The commission's conclusions are valid for the entire United States. The farm labor force is overwhelmingly non-migrant.

Most full time workers who are migrants are single males. They actually make more money than residential farmworkers because their traveling enables them to work peak harvests all year long. A nationwide study by the Wisconsin Employment Service in 1970 found that full time migrant workers averaged $12,000 in annual wages.

Another source of misrepresentations by Chavez and his supporters has been the subject of farmworkers' wages. In 1972, UFW vice president Dolores Huerta reported on public television, "The average earnings of a farmworker in the U.S. are only $1400 a year."

But the truth is that most farmworkers' wages are far from substandard. Agricultural workers usually earn a base-pay hourly wage plus a piece rate for the amount of work they do. Payroll records on file with the California Department of Employment show that farmworkers were averaging from $4.50 to $ 5.50 an hour with piece rates before there was any farmworkers union.

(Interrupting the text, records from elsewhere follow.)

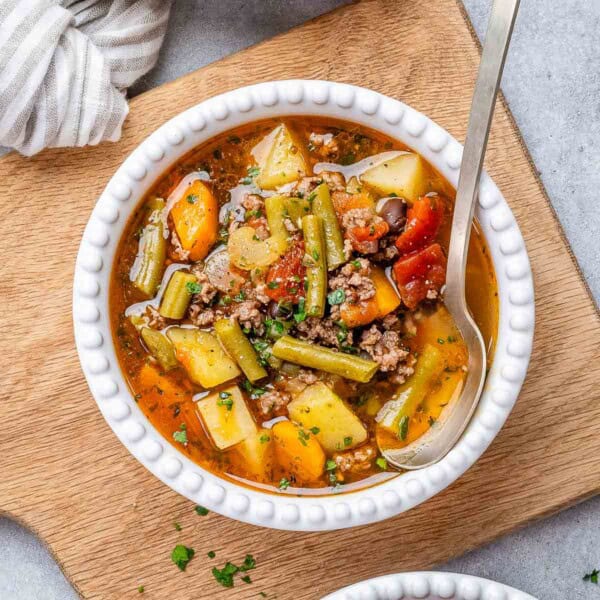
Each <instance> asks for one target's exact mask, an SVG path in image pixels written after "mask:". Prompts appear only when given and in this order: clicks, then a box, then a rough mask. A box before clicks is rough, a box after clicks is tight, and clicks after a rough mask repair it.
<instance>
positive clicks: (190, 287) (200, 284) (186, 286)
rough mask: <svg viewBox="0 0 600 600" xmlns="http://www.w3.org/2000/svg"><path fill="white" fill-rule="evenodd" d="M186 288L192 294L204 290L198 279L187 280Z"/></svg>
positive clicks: (195, 293)
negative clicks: (195, 279) (192, 280)
mask: <svg viewBox="0 0 600 600" xmlns="http://www.w3.org/2000/svg"><path fill="white" fill-rule="evenodd" d="M185 289H186V290H187V291H188V292H189V293H190V294H199V293H200V292H201V291H202V285H201V284H199V283H198V282H197V281H186V283H185Z"/></svg>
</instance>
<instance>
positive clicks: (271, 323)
mask: <svg viewBox="0 0 600 600" xmlns="http://www.w3.org/2000/svg"><path fill="white" fill-rule="evenodd" d="M265 325H266V326H267V335H268V336H269V337H271V338H275V339H277V338H280V337H281V336H282V335H283V334H284V333H285V325H284V324H283V322H282V321H279V320H278V319H265Z"/></svg>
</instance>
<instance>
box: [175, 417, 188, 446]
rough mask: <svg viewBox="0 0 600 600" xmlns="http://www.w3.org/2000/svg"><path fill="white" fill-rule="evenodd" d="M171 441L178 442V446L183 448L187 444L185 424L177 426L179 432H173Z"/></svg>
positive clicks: (181, 424)
mask: <svg viewBox="0 0 600 600" xmlns="http://www.w3.org/2000/svg"><path fill="white" fill-rule="evenodd" d="M173 439H174V440H175V441H176V442H179V443H180V444H183V445H184V446H185V445H186V444H187V443H188V439H187V427H186V425H185V423H182V424H181V425H180V426H179V430H178V431H175V432H173Z"/></svg>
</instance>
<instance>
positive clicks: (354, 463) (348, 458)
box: [333, 444, 377, 473]
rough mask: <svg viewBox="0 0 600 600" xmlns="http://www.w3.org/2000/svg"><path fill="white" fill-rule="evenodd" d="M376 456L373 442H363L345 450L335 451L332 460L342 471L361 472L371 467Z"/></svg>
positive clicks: (369, 468) (358, 472) (345, 472)
mask: <svg viewBox="0 0 600 600" xmlns="http://www.w3.org/2000/svg"><path fill="white" fill-rule="evenodd" d="M376 457H377V448H376V447H375V446H374V445H373V444H365V445H363V446H360V447H358V448H355V449H353V450H347V451H346V452H335V453H334V454H333V461H334V462H335V464H336V465H337V468H338V469H339V470H340V471H341V472H342V473H361V472H364V471H368V470H369V469H370V468H371V465H372V463H373V460H374V459H375V458H376Z"/></svg>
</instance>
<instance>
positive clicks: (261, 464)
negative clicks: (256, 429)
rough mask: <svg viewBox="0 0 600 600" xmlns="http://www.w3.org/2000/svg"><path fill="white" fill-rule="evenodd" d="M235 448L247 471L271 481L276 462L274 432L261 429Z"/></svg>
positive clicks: (245, 470)
mask: <svg viewBox="0 0 600 600" xmlns="http://www.w3.org/2000/svg"><path fill="white" fill-rule="evenodd" d="M235 450H236V451H237V452H238V453H239V455H240V456H241V458H242V460H243V463H244V466H243V468H244V469H245V471H246V472H247V473H248V474H249V475H250V476H252V477H253V478H255V479H256V480H258V481H262V482H265V483H267V482H269V481H271V479H272V478H273V464H274V462H275V453H274V443H273V433H272V432H271V431H270V430H268V429H263V428H261V429H259V430H258V431H256V432H255V433H253V434H251V435H249V436H248V437H247V438H246V439H245V440H243V441H241V442H240V443H239V444H238V445H237V447H236V448H235Z"/></svg>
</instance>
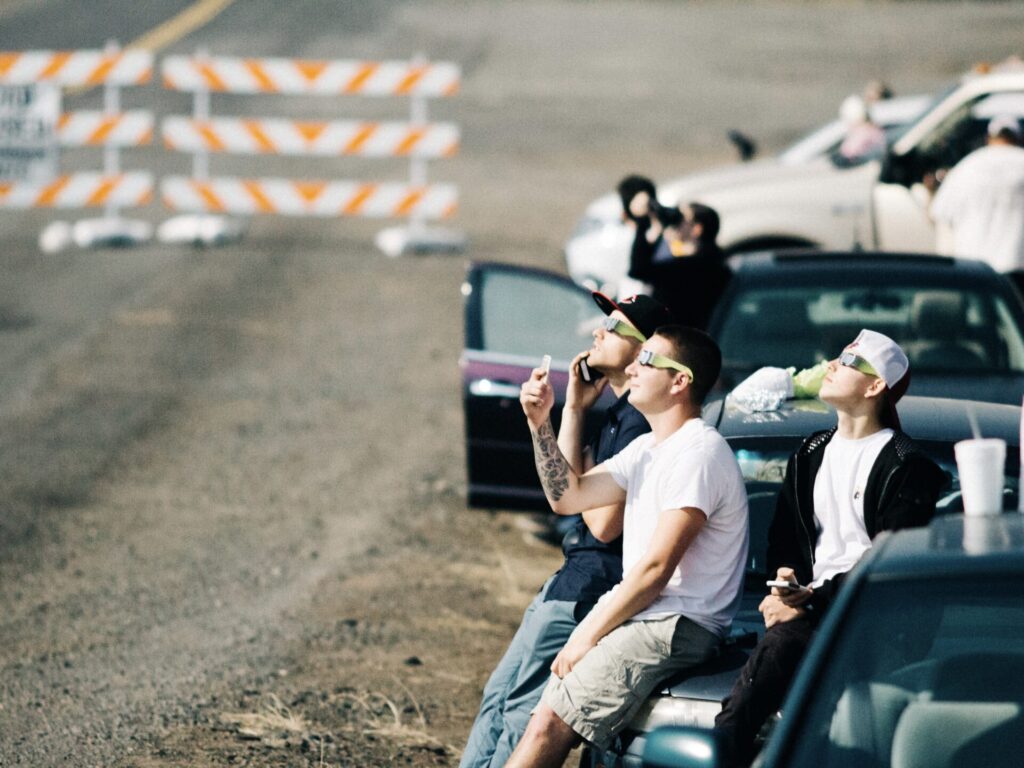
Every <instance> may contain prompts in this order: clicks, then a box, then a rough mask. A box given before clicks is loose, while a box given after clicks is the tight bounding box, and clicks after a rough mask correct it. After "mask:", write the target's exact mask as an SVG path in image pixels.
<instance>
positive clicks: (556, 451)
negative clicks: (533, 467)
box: [534, 421, 571, 502]
mask: <svg viewBox="0 0 1024 768" xmlns="http://www.w3.org/2000/svg"><path fill="white" fill-rule="evenodd" d="M534 461H535V463H536V464H537V474H538V475H540V477H541V485H543V486H544V493H546V494H547V495H548V497H549V498H550V499H551V500H552V501H555V502H557V501H558V500H559V499H561V498H562V496H563V495H564V494H565V490H566V488H568V486H569V472H570V471H571V469H570V467H569V465H568V462H566V461H565V457H564V456H562V452H561V451H559V450H558V439H557V438H556V437H555V430H554V428H553V427H552V426H551V422H550V421H546V422H545V423H544V424H543V425H541V428H540V429H538V430H537V431H536V432H534Z"/></svg>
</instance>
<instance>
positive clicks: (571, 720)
mask: <svg viewBox="0 0 1024 768" xmlns="http://www.w3.org/2000/svg"><path fill="white" fill-rule="evenodd" d="M721 365H722V354H721V351H720V350H719V348H718V345H717V344H715V342H714V340H713V339H712V338H711V337H710V336H708V335H707V334H706V333H703V332H701V331H698V330H696V329H692V328H685V327H682V326H666V327H663V328H659V329H657V331H656V333H655V334H654V336H653V337H651V338H650V339H648V340H647V341H646V342H645V343H644V345H643V347H642V348H641V350H640V353H639V355H638V356H637V359H636V361H635V362H633V364H632V365H631V366H630V367H629V368H627V369H626V373H627V375H628V376H629V390H630V393H629V398H630V402H631V403H632V404H633V406H634V408H636V409H637V410H638V411H639V412H640V413H641V414H643V416H644V417H645V418H646V419H647V421H648V422H649V423H650V427H651V431H650V433H648V434H646V435H642V436H640V437H638V438H636V439H635V440H634V441H633V442H631V443H630V444H629V445H628V446H627V447H626V449H624V450H623V451H622V452H620V453H618V454H616V455H615V456H614V457H612V458H611V459H610V460H608V461H606V462H604V463H602V464H599V465H598V466H596V467H594V468H593V469H591V470H590V471H588V472H587V473H585V474H583V475H582V476H581V475H578V474H577V473H575V472H573V471H572V469H571V467H570V465H569V463H568V462H567V461H565V458H564V457H563V456H562V454H561V452H560V451H559V450H558V443H557V440H556V439H555V433H554V430H553V429H552V426H551V421H550V419H549V414H550V412H551V407H552V403H553V401H554V396H553V393H552V391H551V387H550V385H549V384H548V381H547V376H546V373H545V372H544V371H543V370H542V369H537V370H536V371H534V373H532V375H531V377H530V379H529V381H527V382H526V383H525V384H523V386H522V392H521V394H520V401H521V402H522V407H523V411H524V412H525V414H526V419H527V422H528V423H529V428H530V432H531V433H532V436H534V455H535V459H536V461H537V467H538V473H539V474H540V476H541V484H542V485H543V486H544V492H545V495H546V496H547V497H548V501H549V502H550V503H551V508H552V509H553V510H555V512H557V513H559V514H573V513H575V512H580V511H583V510H587V509H592V508H596V507H604V506H608V505H610V504H613V503H615V502H616V501H617V502H625V512H624V518H623V519H624V529H623V581H622V582H621V583H620V584H617V585H616V586H615V587H614V588H612V590H611V591H610V592H608V593H606V594H605V595H604V596H603V597H601V599H600V600H599V601H598V603H597V605H596V606H595V607H594V608H593V610H591V612H590V613H589V614H588V615H587V617H586V618H585V620H584V621H583V622H582V623H581V624H580V626H579V627H578V628H577V629H575V631H574V632H573V633H572V635H571V637H570V638H569V640H568V642H567V643H566V644H565V647H564V648H563V649H562V650H561V652H560V653H559V654H558V655H557V657H556V658H555V660H554V663H553V664H552V666H551V671H552V677H551V678H550V680H549V682H548V685H547V687H546V688H545V690H544V693H543V695H542V697H541V702H540V705H538V707H537V709H536V710H535V711H534V715H532V717H531V718H530V721H529V724H528V725H527V727H526V732H525V733H524V734H523V737H522V739H521V740H520V741H519V743H518V745H517V746H516V750H515V752H513V754H512V757H511V758H510V760H509V762H508V763H506V765H507V766H560V765H562V763H563V762H564V760H565V758H566V756H567V755H568V753H569V751H570V750H571V749H572V746H574V745H575V744H577V743H578V742H579V740H580V738H581V737H582V738H585V739H587V740H588V741H590V742H591V743H593V744H595V745H596V746H598V748H599V749H605V748H606V746H607V745H608V743H609V742H610V740H611V738H612V737H613V735H614V734H615V733H616V732H617V731H618V730H621V729H622V728H623V727H625V726H626V724H627V723H628V722H629V720H630V718H632V717H633V715H634V714H635V713H636V712H637V710H639V708H640V707H641V706H642V705H643V702H644V700H645V699H646V698H647V696H648V695H649V694H650V693H651V691H652V690H653V689H654V687H655V686H656V685H657V684H658V683H659V682H662V681H663V680H664V679H665V678H667V677H669V676H670V675H672V674H674V673H675V672H678V671H679V670H683V669H686V668H688V667H693V666H696V665H698V664H700V663H701V662H705V660H706V659H708V658H709V657H710V656H711V655H712V654H713V653H714V652H715V651H716V649H717V648H718V647H719V644H720V643H721V640H722V638H723V637H724V636H726V635H727V634H728V632H729V628H730V625H731V622H732V618H733V616H734V615H735V612H736V610H737V609H738V607H739V598H740V591H741V589H742V578H743V565H744V562H745V560H746V549H748V538H749V534H748V509H746V493H745V488H744V486H743V478H742V474H741V473H740V470H739V465H738V464H737V463H736V459H735V457H734V456H733V453H732V451H731V450H730V449H729V445H728V443H727V442H726V441H725V439H724V438H723V437H722V436H721V435H720V434H719V433H718V431H716V430H715V429H714V428H713V427H711V426H709V425H708V424H705V422H703V421H701V419H700V406H701V403H702V401H703V398H705V396H706V395H707V394H708V392H709V391H710V389H711V387H712V385H713V384H714V383H715V380H716V379H717V378H718V375H719V372H720V370H721Z"/></svg>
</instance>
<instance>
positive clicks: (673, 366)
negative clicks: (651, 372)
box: [637, 349, 693, 381]
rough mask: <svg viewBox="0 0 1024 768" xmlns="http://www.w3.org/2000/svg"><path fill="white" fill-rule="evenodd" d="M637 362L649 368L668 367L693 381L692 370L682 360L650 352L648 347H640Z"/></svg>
mask: <svg viewBox="0 0 1024 768" xmlns="http://www.w3.org/2000/svg"><path fill="white" fill-rule="evenodd" d="M637 362H639V364H640V365H641V366H649V367H650V368H662V369H670V370H672V371H679V373H681V374H686V375H687V376H688V377H689V379H690V381H693V372H692V371H690V369H688V368H687V367H686V366H684V365H683V364H682V362H677V361H676V360H674V359H672V358H671V357H666V356H665V355H664V354H657V352H652V351H651V350H650V349H641V350H640V354H639V355H638V356H637Z"/></svg>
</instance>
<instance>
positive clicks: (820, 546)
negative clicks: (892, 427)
mask: <svg viewBox="0 0 1024 768" xmlns="http://www.w3.org/2000/svg"><path fill="white" fill-rule="evenodd" d="M892 436H893V431H892V430H891V429H882V430H879V431H878V432H876V433H874V434H871V435H868V436H867V437H861V438H860V439H859V440H850V439H847V438H845V437H840V436H839V435H838V434H836V435H834V436H833V438H831V440H829V442H828V444H827V445H825V453H824V456H823V457H822V459H821V469H819V470H818V475H817V477H815V478H814V524H815V525H816V526H817V530H818V544H817V546H816V547H815V548H814V581H813V582H811V586H812V587H820V586H821V585H822V584H823V583H824V582H825V580H827V579H831V578H834V577H835V575H837V574H839V573H845V572H846V571H848V570H849V569H850V568H852V567H853V566H854V565H855V564H856V563H857V560H859V559H860V556H861V555H863V554H864V553H865V552H866V551H867V550H868V549H870V548H871V539H870V537H868V536H867V528H866V527H865V525H864V488H865V487H866V486H867V476H868V475H869V474H870V472H871V467H873V466H874V461H876V459H878V458H879V454H881V453H882V449H883V447H885V445H886V443H887V442H889V440H891V439H892Z"/></svg>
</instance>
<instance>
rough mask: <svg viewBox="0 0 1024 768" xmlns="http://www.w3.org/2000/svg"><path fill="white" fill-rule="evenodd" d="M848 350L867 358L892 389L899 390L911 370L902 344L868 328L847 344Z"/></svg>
mask: <svg viewBox="0 0 1024 768" xmlns="http://www.w3.org/2000/svg"><path fill="white" fill-rule="evenodd" d="M846 348H847V350H849V351H852V352H854V353H855V354H856V355H857V356H858V357H861V358H863V359H864V360H867V362H869V364H870V366H871V368H873V369H874V371H876V373H877V374H878V375H879V377H880V378H881V379H882V380H883V381H884V382H885V383H886V386H887V387H889V389H890V390H895V391H894V392H893V393H894V394H895V393H896V392H899V394H902V392H900V391H899V389H900V388H899V384H900V383H901V382H902V381H903V379H904V378H905V377H906V374H907V371H909V370H910V361H909V360H908V359H907V358H906V354H905V353H904V352H903V350H902V349H901V348H900V345H899V344H897V343H896V342H895V341H893V340H892V339H890V338H889V337H888V336H886V335H885V334H880V333H879V332H878V331H868V330H867V329H866V328H865V329H864V330H862V331H861V332H860V333H859V334H857V338H856V339H854V340H853V341H852V342H851V343H850V344H848V345H847V347H846Z"/></svg>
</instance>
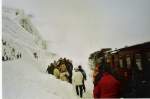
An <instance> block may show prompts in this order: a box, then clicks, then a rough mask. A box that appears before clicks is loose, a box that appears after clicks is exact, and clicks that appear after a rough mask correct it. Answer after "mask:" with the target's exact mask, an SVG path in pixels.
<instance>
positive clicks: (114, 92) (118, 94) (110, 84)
mask: <svg viewBox="0 0 150 99" xmlns="http://www.w3.org/2000/svg"><path fill="white" fill-rule="evenodd" d="M98 75H99V76H97V77H99V79H98V80H97V81H95V83H94V90H93V96H94V98H119V97H120V82H119V81H118V80H117V79H116V78H115V77H114V76H113V75H112V73H111V67H110V66H109V65H106V64H101V66H99V74H98Z"/></svg>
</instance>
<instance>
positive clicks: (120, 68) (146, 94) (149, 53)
mask: <svg viewBox="0 0 150 99" xmlns="http://www.w3.org/2000/svg"><path fill="white" fill-rule="evenodd" d="M102 60H104V61H105V62H106V63H109V64H110V66H111V67H112V69H114V70H115V71H116V72H117V74H118V75H119V76H120V77H122V78H123V79H124V81H125V80H126V81H131V82H132V83H133V85H135V87H137V88H138V89H136V91H137V90H139V93H140V94H141V93H142V94H141V95H140V94H139V93H136V96H137V97H150V91H149V92H148V91H147V90H150V42H144V43H141V44H136V45H132V46H126V47H124V48H120V49H115V50H112V49H111V48H103V49H101V50H99V51H96V52H94V53H91V54H90V56H89V63H90V65H89V66H90V68H91V69H92V70H94V68H95V66H96V64H100V65H101V62H102ZM139 86H140V87H139ZM142 91H143V92H142Z"/></svg>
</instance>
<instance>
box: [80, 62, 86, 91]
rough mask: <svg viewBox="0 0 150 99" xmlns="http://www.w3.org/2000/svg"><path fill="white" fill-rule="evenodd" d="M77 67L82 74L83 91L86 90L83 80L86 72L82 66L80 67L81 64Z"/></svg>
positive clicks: (84, 83) (84, 76)
mask: <svg viewBox="0 0 150 99" xmlns="http://www.w3.org/2000/svg"><path fill="white" fill-rule="evenodd" d="M78 69H79V71H80V72H81V73H82V75H83V80H82V83H83V90H84V92H86V87H85V83H84V81H85V80H86V73H85V71H84V70H83V68H82V66H81V65H79V66H78Z"/></svg>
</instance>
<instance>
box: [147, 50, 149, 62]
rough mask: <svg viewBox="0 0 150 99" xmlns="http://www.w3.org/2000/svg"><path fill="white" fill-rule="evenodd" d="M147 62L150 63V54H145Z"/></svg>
mask: <svg viewBox="0 0 150 99" xmlns="http://www.w3.org/2000/svg"><path fill="white" fill-rule="evenodd" d="M147 60H148V61H149V62H150V52H148V53H147Z"/></svg>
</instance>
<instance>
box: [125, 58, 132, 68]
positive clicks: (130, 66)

A study in 1972 by the Arizona Ecumenical Council, a group of Protestant churches, found that grape pickers in California and Arizona averaged $8000 in annual wages with some as high as $15,000. Today, most grape pickers in California are under Teamster contract and earn $2.52 an hour plus piece rates.

Payroll records on file with the Internal Revenue Service and Federal Wage and Hour Commission show that lettuce averaged $6.44 an hour in 1972. The Washington Post reported in August 1972 that lettuce workers earn as much as $12,000 a year.

One problem with discussing farmworkers wages is that the term "farmworker" can cover such a wide variety of people. The figures here show that full-time, professional workers earn decent annual incomes and many earn a lot more.

In addition to these, there are many people who find seasonal part-time work in the fields, as a second job to supplement their income. Also, over a million students find part-time and seasonal summer employment as farmworkers and more than a quarter million housewives work in agriculture for short periods for supplemental income. These three groups account for more than two-thirds of all farmworkers and they earn substantial hourly wages, as the above figures show.

But if you average the annual farm income of all these types--of seasonal, part-time and temporary workers--with full-time workers, you will get a distorted, meaningless figure for annual incomes. Averaging the annual farm income of some one who works two weeks in the fields with someone who works all year would hardly give you an accurate picture of their wages. But this is precisely how Dolores Huerta and Chavez's supporters get their figures for annual farm incomes.